On the eve of Gastro Gnome’s 1 Year Anniversary, roughly four and a half years after that first freeze-dried experience, a stupid amount of persistence and rebellious nature combined with a deep passion for flavor has proven that it’s possible to change the status quo for backcountry meals.

And in this timely moment where nearly all mediums of outdoor exploration are seeing a boom in participation, I have to ask ‘how many of us are simultaneously opting to be stewards of that space?’

Our food is destined for the outdoors. It just makes sense to take steps to ensure that the very places that inspired Gastro Gnome to exist and the ones you love to explore are fiercely protected. What makes the outdoors and wildlife so special to me is that I knew a life of living in basements, attics, sprawling concrete jungles, and 18 hour days in kitchens before I cherished quiet experiences in the wilderness.
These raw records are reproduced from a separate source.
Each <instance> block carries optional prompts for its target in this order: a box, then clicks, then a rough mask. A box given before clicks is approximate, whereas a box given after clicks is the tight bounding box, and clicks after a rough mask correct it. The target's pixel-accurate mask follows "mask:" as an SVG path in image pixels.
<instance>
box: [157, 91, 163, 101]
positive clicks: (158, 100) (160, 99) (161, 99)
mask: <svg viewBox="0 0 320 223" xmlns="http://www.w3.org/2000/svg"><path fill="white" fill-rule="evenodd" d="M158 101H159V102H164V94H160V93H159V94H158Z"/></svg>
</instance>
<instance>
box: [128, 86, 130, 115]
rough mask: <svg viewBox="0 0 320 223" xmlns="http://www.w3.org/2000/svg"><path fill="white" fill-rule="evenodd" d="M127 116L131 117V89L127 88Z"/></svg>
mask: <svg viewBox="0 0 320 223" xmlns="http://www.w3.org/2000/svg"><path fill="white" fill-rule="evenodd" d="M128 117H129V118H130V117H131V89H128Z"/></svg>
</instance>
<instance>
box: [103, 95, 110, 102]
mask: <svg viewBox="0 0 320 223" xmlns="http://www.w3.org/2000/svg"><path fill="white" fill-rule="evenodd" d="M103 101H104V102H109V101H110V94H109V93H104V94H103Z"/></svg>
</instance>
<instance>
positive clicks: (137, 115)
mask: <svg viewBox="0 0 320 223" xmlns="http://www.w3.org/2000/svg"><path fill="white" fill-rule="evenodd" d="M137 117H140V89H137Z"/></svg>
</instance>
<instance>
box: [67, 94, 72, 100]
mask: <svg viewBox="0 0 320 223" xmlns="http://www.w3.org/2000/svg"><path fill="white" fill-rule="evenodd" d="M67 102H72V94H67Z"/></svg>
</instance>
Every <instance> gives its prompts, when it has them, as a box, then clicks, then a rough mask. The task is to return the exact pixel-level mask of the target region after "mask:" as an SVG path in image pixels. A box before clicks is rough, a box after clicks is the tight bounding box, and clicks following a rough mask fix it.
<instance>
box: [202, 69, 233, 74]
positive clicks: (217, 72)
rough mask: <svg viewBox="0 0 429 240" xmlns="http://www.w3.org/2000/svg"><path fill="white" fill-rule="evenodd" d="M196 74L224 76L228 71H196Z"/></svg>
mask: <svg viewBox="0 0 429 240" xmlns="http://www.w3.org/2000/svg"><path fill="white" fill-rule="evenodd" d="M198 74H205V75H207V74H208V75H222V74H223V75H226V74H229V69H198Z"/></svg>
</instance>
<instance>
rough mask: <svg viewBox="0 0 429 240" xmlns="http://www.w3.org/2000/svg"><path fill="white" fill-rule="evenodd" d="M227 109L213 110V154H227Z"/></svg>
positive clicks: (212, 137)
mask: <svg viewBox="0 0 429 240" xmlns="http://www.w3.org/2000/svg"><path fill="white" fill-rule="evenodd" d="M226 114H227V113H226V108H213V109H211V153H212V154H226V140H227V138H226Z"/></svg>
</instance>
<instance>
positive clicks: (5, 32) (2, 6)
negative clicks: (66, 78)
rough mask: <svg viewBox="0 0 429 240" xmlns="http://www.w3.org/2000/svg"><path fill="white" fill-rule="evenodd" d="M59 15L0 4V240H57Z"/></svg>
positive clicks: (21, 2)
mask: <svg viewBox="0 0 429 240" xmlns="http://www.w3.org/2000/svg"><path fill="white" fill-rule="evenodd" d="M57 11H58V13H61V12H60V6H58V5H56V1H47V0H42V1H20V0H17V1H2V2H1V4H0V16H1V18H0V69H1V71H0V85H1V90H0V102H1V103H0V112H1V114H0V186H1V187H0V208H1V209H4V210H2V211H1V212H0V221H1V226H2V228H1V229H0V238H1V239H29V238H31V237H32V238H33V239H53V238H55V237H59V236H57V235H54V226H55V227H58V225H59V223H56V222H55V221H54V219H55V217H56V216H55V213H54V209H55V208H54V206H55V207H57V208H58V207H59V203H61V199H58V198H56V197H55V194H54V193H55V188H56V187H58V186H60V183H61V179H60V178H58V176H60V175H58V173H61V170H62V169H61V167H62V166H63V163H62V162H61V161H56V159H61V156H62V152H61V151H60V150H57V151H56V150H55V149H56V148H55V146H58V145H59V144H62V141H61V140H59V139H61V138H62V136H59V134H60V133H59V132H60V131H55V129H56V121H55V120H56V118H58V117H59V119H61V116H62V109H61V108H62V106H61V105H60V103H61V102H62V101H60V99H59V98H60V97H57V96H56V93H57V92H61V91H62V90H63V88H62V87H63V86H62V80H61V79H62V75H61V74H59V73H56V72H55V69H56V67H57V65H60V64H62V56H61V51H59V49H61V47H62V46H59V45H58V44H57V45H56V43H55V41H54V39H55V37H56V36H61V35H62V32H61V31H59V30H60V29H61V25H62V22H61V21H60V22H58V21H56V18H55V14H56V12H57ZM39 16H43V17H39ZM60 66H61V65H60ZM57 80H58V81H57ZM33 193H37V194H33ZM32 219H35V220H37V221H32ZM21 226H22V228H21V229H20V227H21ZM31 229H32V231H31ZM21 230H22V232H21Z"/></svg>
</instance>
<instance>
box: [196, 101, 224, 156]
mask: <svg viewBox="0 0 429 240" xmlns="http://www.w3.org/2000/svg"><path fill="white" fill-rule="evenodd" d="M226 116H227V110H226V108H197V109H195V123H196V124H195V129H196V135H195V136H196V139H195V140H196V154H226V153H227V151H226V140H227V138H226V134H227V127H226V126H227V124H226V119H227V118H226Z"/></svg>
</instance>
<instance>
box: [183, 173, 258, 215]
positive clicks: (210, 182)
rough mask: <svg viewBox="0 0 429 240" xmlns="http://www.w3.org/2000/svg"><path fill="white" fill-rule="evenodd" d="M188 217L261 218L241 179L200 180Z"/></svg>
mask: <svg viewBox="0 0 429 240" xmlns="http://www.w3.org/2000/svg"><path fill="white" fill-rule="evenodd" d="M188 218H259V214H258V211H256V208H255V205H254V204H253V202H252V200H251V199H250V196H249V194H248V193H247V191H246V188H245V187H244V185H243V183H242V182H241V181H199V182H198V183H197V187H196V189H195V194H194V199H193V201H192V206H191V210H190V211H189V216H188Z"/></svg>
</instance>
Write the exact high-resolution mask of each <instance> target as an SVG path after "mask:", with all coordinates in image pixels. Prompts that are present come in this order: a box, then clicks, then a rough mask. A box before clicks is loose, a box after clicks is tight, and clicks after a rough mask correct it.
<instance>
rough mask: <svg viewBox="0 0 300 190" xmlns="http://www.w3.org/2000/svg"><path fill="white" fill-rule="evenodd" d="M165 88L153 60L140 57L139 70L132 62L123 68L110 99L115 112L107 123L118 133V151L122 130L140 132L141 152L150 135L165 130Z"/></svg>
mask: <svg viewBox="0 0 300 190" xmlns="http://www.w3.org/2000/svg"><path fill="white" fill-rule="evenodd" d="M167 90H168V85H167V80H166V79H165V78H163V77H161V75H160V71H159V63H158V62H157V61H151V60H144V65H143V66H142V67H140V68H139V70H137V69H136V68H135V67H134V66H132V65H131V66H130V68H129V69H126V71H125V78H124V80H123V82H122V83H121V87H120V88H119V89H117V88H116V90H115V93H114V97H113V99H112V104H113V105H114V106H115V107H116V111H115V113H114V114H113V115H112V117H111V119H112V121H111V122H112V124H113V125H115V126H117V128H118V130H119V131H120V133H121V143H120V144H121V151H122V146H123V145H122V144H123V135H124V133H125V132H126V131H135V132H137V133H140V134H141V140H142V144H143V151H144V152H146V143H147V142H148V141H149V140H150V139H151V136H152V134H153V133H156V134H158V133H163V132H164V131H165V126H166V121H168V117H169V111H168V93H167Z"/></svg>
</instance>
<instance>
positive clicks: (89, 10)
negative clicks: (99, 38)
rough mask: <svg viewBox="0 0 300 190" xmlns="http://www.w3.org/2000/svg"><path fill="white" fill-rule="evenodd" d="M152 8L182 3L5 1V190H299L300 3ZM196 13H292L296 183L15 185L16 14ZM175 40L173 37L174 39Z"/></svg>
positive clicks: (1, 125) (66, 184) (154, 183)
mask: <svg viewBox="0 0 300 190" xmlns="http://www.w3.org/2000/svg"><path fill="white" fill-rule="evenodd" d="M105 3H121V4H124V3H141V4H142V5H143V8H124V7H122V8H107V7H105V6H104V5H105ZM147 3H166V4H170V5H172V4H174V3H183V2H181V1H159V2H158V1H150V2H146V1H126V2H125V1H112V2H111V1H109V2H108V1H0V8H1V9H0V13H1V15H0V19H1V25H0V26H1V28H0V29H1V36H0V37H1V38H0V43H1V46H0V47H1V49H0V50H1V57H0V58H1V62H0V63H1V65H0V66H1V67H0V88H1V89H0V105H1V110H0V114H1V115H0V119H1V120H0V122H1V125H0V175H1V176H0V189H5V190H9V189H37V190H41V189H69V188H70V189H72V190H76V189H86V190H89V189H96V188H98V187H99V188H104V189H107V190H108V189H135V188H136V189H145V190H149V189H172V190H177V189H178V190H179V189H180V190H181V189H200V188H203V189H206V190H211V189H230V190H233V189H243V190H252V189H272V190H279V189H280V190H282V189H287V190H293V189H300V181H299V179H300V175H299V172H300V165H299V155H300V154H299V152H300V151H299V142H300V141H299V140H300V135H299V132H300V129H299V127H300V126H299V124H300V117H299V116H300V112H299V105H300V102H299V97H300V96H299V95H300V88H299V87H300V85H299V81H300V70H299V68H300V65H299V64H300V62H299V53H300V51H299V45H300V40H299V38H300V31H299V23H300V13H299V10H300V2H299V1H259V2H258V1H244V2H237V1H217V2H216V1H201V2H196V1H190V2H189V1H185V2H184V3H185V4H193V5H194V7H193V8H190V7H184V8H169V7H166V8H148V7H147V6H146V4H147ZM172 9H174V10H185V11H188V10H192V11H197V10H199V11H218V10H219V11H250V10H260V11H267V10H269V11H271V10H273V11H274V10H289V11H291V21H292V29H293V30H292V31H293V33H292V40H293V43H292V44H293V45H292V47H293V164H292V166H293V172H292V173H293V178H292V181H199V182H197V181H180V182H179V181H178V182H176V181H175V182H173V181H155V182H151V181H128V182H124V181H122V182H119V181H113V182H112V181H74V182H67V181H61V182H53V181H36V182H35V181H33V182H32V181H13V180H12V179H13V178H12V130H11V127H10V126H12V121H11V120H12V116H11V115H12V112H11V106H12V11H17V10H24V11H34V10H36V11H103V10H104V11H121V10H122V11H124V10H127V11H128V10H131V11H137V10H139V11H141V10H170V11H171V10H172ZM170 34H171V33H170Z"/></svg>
Whether you found the sanctuary of wild places this year, or your grandparents introduced you to hunting decades ago, as land users, it’s our responsibility to own a part of the conservation efforts. I’m very proud to join a fantastic community of businesses and individuals who donate 2% of our time and sales towards protecting the spaces that provide so many of us that life-altering “spark.”